While this latest logging fiasco (and ProtonMail’s website revisions) will probably shake many peoples’ trust in the service, ProtonMail itself remains secure and private compared to most other options. With most free email services, such as Gmail and Yahoo, your inbox is wide open for data collection and advertising exploitation.

Conversely, ProtonMail keeps your inbox encrypted and secure at rest, without giving others access. Sure, they may be forced to log user IP addresses, but there is a simple solution for that (see below). Additionally, you can be certain that advertisers are not collecting the content of your inbox to hit you with targeted ads.

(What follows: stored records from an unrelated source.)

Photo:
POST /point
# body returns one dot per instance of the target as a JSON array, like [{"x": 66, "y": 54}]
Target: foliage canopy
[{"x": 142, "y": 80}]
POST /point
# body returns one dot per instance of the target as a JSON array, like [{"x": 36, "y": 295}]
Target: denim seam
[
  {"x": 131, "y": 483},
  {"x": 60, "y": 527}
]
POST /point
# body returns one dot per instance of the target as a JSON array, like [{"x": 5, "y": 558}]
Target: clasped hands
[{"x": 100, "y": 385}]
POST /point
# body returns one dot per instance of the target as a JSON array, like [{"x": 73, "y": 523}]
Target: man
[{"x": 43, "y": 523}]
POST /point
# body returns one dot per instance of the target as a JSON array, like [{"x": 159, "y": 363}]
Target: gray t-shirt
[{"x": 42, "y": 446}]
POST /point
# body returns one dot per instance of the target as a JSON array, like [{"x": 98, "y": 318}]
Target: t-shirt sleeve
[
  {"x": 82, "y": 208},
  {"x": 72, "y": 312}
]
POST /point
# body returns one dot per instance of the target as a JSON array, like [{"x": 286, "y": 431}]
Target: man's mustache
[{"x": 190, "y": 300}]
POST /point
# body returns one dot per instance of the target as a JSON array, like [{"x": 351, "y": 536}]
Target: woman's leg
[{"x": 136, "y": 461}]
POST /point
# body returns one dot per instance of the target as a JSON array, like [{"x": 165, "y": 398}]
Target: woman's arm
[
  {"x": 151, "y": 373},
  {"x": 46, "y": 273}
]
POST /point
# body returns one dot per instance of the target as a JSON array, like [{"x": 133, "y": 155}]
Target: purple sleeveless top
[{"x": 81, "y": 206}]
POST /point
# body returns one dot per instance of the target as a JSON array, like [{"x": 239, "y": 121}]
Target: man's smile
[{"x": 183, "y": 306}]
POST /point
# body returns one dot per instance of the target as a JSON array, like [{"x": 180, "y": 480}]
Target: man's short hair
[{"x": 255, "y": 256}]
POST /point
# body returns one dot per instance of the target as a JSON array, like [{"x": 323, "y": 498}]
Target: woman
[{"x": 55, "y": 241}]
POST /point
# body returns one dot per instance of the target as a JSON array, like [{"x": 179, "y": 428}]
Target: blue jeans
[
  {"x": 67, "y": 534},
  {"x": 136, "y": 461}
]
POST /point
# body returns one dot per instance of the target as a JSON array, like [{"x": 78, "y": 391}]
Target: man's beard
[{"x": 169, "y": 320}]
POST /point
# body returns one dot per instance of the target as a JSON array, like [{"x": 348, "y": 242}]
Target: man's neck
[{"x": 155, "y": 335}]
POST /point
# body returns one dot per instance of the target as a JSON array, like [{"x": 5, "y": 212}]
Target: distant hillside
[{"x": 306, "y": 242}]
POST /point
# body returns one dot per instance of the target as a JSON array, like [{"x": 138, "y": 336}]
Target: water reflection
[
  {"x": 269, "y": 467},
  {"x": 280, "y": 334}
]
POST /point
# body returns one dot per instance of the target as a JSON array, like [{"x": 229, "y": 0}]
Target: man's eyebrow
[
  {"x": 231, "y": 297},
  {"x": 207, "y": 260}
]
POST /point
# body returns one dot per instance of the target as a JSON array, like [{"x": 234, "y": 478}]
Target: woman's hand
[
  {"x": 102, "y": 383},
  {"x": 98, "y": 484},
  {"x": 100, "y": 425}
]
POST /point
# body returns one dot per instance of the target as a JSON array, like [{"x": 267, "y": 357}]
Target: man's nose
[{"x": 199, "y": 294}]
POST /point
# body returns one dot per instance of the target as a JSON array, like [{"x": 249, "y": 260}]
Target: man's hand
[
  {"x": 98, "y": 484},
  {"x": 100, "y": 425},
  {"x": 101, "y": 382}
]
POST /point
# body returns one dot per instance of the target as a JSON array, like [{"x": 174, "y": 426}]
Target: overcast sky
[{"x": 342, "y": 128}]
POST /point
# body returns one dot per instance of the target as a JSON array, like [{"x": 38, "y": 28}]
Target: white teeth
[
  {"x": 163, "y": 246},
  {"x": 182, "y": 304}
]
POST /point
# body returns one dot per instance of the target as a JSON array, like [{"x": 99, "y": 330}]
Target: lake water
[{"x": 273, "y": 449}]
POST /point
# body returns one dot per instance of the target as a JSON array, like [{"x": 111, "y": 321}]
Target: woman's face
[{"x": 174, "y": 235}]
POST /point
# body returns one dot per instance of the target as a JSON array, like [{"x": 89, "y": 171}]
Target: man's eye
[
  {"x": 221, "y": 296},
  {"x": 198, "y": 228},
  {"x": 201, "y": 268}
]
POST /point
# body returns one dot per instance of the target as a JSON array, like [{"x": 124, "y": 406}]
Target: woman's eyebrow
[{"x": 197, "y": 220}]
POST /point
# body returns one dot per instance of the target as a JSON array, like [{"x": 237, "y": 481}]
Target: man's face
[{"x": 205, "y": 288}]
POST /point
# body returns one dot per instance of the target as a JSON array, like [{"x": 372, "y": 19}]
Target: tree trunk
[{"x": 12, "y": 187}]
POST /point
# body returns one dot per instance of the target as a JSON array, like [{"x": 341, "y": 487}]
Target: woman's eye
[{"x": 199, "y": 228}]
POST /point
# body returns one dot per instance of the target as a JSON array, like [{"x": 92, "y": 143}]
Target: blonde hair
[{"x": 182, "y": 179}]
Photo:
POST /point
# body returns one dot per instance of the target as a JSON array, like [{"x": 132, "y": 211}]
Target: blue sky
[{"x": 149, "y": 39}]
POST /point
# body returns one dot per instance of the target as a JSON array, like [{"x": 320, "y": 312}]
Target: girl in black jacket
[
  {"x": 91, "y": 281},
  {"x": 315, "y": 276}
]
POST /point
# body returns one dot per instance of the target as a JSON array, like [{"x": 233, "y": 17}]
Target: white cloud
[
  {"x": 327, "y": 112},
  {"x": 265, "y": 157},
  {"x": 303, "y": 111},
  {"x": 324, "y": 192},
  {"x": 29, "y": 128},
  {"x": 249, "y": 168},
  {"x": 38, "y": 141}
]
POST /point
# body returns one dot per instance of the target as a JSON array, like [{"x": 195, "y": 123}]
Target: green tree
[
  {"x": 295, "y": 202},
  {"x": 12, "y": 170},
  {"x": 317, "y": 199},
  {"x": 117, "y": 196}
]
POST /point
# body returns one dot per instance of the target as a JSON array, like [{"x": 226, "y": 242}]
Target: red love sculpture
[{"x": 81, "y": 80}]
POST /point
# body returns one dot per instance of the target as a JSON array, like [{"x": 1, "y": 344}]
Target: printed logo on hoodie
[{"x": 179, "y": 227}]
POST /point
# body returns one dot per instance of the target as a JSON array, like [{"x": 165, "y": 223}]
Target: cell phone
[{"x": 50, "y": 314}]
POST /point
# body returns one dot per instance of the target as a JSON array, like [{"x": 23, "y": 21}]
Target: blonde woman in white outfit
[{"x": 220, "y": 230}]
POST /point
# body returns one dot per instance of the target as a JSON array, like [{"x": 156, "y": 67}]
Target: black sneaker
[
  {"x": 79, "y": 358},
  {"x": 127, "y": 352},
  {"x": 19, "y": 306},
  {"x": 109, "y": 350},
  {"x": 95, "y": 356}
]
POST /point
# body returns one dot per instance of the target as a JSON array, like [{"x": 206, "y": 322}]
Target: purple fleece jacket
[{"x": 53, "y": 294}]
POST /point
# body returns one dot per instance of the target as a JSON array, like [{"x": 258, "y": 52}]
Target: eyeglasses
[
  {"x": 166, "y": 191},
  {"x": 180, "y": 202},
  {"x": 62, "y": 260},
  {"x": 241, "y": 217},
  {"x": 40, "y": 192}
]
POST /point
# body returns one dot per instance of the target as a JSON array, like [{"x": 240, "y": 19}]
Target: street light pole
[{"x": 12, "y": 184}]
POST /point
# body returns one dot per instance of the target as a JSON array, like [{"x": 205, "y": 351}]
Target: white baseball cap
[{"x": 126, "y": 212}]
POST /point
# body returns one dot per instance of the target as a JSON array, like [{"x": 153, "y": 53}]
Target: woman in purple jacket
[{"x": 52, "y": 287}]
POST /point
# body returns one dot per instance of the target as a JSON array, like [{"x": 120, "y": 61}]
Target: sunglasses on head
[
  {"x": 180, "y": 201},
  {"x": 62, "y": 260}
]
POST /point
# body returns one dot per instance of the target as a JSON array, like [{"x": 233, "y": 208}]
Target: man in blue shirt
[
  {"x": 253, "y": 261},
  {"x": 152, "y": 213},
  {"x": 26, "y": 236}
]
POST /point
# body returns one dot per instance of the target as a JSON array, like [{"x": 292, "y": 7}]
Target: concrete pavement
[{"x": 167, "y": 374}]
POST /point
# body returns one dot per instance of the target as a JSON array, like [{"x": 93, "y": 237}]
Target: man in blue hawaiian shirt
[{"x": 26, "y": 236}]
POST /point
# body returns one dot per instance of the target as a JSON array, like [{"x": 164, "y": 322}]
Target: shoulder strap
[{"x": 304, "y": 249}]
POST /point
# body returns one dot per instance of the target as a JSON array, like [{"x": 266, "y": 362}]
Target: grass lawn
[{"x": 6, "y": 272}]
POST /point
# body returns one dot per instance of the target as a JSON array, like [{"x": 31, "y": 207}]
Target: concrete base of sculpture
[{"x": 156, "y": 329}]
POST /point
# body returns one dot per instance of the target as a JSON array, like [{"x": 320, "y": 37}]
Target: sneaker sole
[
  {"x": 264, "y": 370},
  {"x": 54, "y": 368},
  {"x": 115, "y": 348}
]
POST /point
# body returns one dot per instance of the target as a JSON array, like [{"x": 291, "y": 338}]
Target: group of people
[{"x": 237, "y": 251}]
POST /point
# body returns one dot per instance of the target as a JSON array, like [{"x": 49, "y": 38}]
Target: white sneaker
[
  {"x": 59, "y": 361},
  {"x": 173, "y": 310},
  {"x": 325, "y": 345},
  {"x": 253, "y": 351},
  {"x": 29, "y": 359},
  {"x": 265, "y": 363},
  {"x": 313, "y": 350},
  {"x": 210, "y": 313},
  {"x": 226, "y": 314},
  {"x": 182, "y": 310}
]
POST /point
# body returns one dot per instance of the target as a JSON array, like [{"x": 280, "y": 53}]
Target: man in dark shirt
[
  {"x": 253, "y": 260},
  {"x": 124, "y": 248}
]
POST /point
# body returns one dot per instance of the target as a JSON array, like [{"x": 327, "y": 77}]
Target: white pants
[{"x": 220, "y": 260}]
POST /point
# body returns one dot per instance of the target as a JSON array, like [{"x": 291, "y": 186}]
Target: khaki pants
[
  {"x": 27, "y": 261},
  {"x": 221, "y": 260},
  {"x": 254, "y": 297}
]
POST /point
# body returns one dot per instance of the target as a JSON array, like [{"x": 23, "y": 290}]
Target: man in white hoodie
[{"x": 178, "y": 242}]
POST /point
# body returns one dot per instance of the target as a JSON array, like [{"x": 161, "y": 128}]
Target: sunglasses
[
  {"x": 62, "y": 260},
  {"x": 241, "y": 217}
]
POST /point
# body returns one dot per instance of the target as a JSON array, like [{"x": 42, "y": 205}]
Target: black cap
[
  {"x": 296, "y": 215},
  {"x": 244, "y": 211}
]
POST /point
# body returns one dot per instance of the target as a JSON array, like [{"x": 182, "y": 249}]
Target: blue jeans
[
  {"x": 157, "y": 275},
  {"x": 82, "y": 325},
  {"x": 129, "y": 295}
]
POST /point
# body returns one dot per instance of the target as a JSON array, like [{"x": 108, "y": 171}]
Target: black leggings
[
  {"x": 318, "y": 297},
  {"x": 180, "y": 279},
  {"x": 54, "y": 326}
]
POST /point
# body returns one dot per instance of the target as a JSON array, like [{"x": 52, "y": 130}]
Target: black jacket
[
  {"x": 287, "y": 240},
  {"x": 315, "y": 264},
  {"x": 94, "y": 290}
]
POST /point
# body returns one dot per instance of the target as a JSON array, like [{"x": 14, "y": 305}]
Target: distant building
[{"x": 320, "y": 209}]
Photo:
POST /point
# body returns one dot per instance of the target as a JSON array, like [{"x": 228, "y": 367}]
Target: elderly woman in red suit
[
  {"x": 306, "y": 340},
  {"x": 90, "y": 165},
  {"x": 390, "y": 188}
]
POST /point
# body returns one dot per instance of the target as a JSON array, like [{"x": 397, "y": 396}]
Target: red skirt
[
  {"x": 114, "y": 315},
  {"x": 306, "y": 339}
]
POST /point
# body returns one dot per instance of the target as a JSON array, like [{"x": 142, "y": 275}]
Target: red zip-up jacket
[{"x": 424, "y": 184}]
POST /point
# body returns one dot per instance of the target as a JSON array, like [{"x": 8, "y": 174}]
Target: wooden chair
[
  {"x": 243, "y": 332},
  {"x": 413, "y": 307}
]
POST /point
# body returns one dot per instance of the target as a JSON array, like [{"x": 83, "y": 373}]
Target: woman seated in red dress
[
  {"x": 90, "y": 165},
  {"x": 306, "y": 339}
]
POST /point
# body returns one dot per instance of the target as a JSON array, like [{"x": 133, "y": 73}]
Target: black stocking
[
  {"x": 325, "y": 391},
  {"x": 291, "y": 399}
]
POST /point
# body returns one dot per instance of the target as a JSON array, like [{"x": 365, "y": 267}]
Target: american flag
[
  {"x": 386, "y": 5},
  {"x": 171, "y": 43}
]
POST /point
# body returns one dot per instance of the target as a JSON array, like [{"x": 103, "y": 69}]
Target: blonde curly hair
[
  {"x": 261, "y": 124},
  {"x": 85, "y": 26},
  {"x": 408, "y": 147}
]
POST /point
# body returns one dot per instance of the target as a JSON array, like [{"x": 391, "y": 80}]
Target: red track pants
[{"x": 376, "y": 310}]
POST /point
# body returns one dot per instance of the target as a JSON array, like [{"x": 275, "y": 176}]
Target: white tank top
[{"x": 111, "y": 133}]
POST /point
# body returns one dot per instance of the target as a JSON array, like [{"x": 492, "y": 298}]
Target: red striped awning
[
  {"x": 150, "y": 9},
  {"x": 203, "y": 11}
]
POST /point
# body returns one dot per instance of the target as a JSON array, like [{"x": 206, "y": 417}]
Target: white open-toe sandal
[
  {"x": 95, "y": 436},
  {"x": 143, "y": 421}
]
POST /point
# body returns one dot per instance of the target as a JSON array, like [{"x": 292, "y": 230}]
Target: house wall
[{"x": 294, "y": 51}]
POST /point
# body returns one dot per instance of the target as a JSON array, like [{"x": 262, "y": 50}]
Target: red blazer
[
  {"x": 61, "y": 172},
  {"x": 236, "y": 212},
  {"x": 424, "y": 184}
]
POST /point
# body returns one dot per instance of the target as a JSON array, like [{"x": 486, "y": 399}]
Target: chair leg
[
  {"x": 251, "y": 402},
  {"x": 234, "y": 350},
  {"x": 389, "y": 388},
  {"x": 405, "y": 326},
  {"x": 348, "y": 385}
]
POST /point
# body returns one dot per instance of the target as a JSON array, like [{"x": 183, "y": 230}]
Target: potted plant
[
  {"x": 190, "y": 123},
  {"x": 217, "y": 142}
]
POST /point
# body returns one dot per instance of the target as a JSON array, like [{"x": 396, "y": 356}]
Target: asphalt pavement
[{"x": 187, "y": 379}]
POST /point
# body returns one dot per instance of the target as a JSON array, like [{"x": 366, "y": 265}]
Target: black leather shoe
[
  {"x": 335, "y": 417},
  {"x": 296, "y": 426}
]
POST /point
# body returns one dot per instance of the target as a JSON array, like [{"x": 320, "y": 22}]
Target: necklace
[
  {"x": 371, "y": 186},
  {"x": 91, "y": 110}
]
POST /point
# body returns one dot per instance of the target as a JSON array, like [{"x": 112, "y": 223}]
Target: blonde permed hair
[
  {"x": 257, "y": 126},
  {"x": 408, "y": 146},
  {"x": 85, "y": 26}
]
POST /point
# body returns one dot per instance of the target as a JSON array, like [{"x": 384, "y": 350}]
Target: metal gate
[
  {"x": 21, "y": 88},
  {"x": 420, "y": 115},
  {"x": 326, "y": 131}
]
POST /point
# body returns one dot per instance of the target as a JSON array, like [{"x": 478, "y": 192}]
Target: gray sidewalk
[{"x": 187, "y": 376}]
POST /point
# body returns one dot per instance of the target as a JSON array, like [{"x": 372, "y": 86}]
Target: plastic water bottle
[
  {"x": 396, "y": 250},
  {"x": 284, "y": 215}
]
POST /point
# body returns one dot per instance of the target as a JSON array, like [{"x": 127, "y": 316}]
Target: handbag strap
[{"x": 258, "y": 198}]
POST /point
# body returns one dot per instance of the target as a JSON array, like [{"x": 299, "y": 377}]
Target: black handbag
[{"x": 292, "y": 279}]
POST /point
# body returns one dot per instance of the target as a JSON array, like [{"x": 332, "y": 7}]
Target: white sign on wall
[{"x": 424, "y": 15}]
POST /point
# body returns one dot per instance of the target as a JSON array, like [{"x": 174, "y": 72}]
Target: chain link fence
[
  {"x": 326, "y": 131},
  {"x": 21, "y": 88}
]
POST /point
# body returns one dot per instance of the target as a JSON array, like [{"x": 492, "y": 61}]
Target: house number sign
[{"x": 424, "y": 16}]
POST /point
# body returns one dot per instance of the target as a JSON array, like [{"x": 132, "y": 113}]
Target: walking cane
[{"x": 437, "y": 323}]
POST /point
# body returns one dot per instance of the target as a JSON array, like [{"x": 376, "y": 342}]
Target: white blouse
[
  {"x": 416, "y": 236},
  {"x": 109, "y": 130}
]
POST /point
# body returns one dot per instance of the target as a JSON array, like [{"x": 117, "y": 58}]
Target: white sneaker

Nonetheless, if you now want to seek out alternatives to ProtonMail, see our guide on private and secure email services. We’ll still be recommending ProtonMail because nothing has really changed. The same goes for Tutanota.

Be smart and always use a VPN (and other privacy tools)

We’ve said this before and we’ll say it again. Everyone reading this should be using a VPN when going online. A VPN is simply basic protection that will hide your IP address and geographic location when you go online. This is something everyone needs in today’s world of mass surveillance and tracking.

Had the ProtonMail user in question been using a good VPN, and also implementing basic OPSEC, he probably would never have been arrested. ProtonMail would have logged the user’s IP address, but that would have only led investigators to a VPN server in some random data center, rather than the user in question.

In addition to using a secure browser and a VPN, we also recommend using a good ad blocker that can effectively block ads and trackers on all browsers. There is also the option to combine both VPN and ad blocker, which is especially effective in many circumstances, while also being easy to use. See our VPN ad blocker guide for additional information.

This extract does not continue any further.